NLP Foundations Part 1: How Machines Begin Reading Text

Date: 2026-03-23

Author: Regal Singh

Last updated: 2026-03-23

Category: NLP / Text Processing / Feature Engineering

Abstract

Prediction from text does not begin with a model. It begins with making language readable for machines.

Before any prediction system can learn from logs, notes, tickets, or messages, raw text must be broken into usable units and cleaned into a more consistent form.

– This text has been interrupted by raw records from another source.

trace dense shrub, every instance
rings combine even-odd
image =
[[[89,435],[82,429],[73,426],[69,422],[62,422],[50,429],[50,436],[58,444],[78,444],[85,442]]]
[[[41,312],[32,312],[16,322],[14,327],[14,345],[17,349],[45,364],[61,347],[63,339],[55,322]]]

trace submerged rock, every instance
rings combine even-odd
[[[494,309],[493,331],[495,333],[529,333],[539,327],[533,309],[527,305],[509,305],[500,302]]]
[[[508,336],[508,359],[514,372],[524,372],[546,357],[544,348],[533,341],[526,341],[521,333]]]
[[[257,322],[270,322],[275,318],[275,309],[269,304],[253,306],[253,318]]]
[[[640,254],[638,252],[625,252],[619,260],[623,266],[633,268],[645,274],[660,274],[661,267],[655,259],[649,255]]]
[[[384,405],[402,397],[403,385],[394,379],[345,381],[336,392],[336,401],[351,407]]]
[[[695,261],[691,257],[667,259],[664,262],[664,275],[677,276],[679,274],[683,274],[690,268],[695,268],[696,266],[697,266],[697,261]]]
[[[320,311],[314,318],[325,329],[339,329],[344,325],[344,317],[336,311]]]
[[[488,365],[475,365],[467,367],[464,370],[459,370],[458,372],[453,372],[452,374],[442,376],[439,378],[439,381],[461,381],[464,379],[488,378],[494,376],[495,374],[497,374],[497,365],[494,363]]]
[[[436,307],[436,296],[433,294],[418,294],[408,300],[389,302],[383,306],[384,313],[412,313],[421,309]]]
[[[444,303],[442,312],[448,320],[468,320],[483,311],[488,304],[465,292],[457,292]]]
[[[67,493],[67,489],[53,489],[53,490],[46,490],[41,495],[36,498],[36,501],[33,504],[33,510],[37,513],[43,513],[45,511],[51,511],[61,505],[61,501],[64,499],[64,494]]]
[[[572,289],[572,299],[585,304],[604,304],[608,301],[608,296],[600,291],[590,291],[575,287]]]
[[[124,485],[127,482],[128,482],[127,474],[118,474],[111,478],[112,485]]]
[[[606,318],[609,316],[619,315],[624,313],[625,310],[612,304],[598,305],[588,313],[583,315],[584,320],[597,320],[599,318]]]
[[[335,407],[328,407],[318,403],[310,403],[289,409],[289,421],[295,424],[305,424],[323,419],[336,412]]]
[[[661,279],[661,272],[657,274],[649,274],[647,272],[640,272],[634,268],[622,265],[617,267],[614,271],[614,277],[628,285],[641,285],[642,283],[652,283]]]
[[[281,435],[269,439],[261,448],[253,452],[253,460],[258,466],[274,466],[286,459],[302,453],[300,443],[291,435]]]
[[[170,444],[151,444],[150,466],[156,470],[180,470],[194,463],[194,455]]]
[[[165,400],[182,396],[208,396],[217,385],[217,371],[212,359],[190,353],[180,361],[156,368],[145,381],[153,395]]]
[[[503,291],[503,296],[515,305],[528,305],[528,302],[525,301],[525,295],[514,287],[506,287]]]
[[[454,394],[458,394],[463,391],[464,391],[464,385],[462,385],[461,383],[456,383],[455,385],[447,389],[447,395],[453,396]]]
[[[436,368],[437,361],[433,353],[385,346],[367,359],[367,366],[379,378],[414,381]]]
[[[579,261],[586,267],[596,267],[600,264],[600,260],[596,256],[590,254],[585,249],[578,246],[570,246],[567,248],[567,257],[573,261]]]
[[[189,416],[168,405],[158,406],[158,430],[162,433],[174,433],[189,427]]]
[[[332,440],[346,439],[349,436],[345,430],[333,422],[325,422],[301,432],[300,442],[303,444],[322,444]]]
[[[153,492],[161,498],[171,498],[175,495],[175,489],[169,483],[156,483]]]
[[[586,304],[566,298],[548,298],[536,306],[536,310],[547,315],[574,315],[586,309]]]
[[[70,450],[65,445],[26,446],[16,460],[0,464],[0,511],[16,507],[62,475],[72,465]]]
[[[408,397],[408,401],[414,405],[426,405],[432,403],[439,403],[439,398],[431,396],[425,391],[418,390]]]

Tokenization, normalization, and stop word handling are some of the first steps that make this possible.


Problem framing: prediction starts before the model

When people talk about NLP, the conversation often jumps quickly to classification, sentiment analysis, embeddings, transformers, or large language models.

But before any prediction model is applied, a more basic question must be answered:

How will raw text be converted into something a machine can understand?

Humans naturally understand text as meaning.

Machines do not.

A machine first needs text to be transformed into a structured representation.

That is why NLP often begins not with prediction, but with text preparation.

A strong text-based system usually follows this path:

  • raw text
  • cleaned text
  • tokens
  • numerical features
  • model-ready input

If these earlier steps are weak, the final prediction can also become weak.


Why text cannot go directly into a basic model

A basic machine learning model does not understand language the way people do.

For example, a sentence like:

The server response was slow during peak traffic

looks meaningful to a person, but to a basic prediction model it is still just raw text.

The model first needs help answering questions like:

  • What are the important words?
  • Which words are repeated often?
  • Which combinations of words matter together?
  • Which terms are informative and which are just common filler?

NLP preprocessing helps answer these questions.


Step 1: Tokenization

Tokenization is the process of breaking text into smaller pieces called tokens.

Most often, tokens are words, but depending on the method they can also be subwords, characters, or phrases.

Example:

Raw text:

NLP helps machines read text.

Tokenized form:

["NLP", "helps", "machines", "read", "text"]

Why tokenization matters:

  • it creates the first structured view of text
  • it separates a sentence into units that can be counted or analyzed
  • many later steps depend on tokens being created correctly

A simple mental model:

  • raw sentence = one block
  • tokenization = break the block into smaller usable parts

Without tokenization, many text-processing methods cannot begin.


Step 2: Text cleaning and normalization

Raw text often contains noise.

Examples of noise include:

  • punctuation
  • mixed uppercase and lowercase
  • extra spaces
  • symbols
  • URLs
  • numbers that may not matter
  • repeated formatting characters

Text cleaning makes the input more consistent.

Common cleaning steps include:

  • converting text to lowercase
  • removing punctuation
  • removing extra whitespace
  • stripping special characters
  • optionally removing numbers

Example:

Raw text:

NLP is GREAT!!!

Cleaned text:

nlp is great

Why this matters:

If text is not normalized, a machine may treat these as different tokens:

  • NLP
  • nlp
  • Nlp

Even though they mean the same thing to a human.

Cleaning improves consistency before feature extraction begins.


Step 3: Stop word removal

Stop words are very common words that often carry less useful meaning for simple text-analysis tasks.

Examples include:

  • the
  • is
  • a
  • an
  • of
  • in
  • and

Example sentence:

This is a simple example of text processing

After removing common stop words, it may become:

simple example text processing

Why this helps:

  • reduces noise
  • keeps more meaningful words
  • makes features smaller and cleaner
  • can improve simpler models like bag of words or TF-IDF pipelines

Important note:

Stop word removal is not always required.

Sometimes common words matter depending on the task.

So this step should be used thoughtfully, not automatically.


Closing perspective

Before text can support prediction, it first has to become readable for machines.

Tokenization creates the basic units. Cleaning improves consistency. Stop word handling reduces unnecessary noise.

These are simple steps, but they shape everything that comes later.